METHODS: Electronic databases of PubMed, Embase, CINAHL, the Cochrane Database of Systematic Reviews, the Cochrane Controlled Trials Register and the China National Knowledge Infrastructure were searched systematically from January 1980 to October 2012. Strict literature retrieval and data extraction were carried out independently by two reviewers and meta-analyses were conducted using RevMan 5.0.2 with statistics tools risk ratios (RRs) and intention-to-treat analyses to evaluate the items of total complications, surgical site infection, incision infection, organ (or space) infection, remote site infection, anastomotic leakage (or dehiscence) and mortality. Fixed model or random model was selected accordingly and forest plot was conducted to display RR. Likewise, Cochrane Risk of Bias Tool was applied to evaluate the quality of randomized controlled trials (RCTs) included in this meta-analysis.
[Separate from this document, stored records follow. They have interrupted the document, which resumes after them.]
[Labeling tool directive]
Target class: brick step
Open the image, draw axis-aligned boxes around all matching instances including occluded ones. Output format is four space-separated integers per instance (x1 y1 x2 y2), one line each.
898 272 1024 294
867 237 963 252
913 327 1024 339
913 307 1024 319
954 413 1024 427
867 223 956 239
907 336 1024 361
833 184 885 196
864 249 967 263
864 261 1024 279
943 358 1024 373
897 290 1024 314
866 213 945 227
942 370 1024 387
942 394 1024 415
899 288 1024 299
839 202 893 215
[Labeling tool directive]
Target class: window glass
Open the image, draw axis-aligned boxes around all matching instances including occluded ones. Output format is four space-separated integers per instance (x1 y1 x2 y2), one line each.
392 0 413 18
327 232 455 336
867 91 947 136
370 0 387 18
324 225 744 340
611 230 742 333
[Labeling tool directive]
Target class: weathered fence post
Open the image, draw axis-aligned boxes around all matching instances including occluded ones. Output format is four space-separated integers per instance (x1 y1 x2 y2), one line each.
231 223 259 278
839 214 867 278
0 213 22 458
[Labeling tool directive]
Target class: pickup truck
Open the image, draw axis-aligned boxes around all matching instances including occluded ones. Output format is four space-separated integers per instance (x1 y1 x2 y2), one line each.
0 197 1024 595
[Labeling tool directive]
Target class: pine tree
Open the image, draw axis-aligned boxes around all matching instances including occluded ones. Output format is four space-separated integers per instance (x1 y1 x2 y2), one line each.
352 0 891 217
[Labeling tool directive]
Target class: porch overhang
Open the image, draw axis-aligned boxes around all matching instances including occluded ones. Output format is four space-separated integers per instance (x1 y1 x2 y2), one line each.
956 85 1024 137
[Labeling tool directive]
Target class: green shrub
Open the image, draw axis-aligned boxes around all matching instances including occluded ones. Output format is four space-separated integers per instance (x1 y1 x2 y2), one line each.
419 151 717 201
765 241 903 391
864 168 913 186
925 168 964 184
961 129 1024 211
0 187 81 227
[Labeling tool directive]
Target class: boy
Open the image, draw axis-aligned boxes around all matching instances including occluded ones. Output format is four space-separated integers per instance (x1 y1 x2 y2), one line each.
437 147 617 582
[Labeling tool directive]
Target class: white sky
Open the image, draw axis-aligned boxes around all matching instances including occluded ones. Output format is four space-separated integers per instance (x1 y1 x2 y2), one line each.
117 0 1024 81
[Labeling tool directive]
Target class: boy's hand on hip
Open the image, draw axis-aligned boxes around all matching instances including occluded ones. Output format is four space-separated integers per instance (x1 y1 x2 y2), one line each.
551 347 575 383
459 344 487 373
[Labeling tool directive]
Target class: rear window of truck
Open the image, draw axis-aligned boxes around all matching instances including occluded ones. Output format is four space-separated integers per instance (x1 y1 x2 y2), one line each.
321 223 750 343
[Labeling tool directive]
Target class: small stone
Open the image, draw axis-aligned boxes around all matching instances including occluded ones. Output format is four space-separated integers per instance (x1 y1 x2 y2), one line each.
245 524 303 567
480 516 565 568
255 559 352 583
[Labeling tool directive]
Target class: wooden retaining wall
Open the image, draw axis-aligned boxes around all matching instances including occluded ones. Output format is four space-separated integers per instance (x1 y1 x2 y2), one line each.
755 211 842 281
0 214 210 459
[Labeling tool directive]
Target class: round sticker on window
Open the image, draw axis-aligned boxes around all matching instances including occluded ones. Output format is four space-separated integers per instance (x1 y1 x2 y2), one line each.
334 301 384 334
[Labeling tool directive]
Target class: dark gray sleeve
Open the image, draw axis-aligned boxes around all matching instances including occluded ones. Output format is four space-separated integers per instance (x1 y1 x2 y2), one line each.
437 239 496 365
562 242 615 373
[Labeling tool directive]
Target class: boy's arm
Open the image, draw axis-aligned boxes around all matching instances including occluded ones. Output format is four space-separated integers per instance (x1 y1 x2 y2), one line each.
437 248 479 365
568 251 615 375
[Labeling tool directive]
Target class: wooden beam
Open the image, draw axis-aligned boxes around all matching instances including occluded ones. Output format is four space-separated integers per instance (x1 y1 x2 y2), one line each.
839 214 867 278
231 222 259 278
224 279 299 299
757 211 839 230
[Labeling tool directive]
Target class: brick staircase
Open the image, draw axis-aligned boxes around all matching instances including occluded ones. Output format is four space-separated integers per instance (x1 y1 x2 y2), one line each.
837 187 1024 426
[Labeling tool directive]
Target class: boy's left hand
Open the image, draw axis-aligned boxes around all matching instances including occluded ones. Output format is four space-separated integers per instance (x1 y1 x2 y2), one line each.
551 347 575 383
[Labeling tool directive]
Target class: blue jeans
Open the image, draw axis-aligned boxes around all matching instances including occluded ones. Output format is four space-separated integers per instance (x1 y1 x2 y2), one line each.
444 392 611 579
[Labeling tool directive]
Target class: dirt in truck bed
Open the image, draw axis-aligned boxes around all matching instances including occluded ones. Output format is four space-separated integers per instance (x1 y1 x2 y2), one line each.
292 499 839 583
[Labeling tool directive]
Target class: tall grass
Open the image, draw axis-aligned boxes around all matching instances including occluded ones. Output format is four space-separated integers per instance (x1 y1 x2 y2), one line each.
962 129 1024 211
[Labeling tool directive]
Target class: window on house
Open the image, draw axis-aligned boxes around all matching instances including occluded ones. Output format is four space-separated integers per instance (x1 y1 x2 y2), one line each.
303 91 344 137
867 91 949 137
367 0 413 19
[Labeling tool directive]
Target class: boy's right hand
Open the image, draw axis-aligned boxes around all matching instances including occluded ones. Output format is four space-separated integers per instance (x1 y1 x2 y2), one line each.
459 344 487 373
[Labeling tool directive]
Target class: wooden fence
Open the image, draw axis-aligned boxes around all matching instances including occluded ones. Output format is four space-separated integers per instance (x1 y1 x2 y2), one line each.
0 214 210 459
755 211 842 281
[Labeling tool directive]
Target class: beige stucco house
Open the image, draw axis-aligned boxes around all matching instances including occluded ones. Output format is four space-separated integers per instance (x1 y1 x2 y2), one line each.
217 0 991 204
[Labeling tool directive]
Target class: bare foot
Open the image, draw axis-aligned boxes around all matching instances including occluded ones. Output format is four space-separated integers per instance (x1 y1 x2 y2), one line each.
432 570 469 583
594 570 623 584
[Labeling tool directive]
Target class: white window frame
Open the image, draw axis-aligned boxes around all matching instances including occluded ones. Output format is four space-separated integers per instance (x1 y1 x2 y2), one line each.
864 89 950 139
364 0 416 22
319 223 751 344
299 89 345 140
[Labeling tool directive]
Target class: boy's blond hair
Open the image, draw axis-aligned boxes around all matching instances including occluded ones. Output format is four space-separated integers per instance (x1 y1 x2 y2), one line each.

RESULTS: A total of 1095 patients with gastric cancer were enrolled in four RCTs. No statistically significant differences were detected between EAP and intraoperative antimicrobial prophylaxis (IAP) in total complications (RR of 0.86, 95%CI: 0.63-1.16, P = 0.32), surgical site infection (RR of 1.97, 95%CI: 0.86-4.48, P = 0.11), incision infection (RR of 4.92, 95%CI: 0.58-41.66, P = 0.14), organ or space infection (RR of 1.55, 95%CI: 0.61-3.89, P = 0.36), anastomotic leakage or dehiscence (RR of 3.85, 95%CI: 0.64-23.17, P = 0.14) and mortality (RR of 1.14, 95%CI: 0.10-13.12; P = 0.92). Likewise, multiple-dose antimicrobial prophylaxis showed no difference compared with single-dose antimicrobial prophylaxis in surgical site infection (RR of 1.10, 95%CI: 0.62-1.93, P = 0.75). Nevertheless, EAP showed a decreased remote site infection rate compared with IAP alone (RR of 0.54, 95%CI: 0.34-0.86, P = 0.01), which is the only significant finding. Unfortunately, EAP did not decrease the incidence of surgical site infections after gastrectomy; likewise, multiple-dose antimicrobial prophylaxis failed to decrease the incidence of surgical site infection compared with single-dose antimicrobial prophylaxis.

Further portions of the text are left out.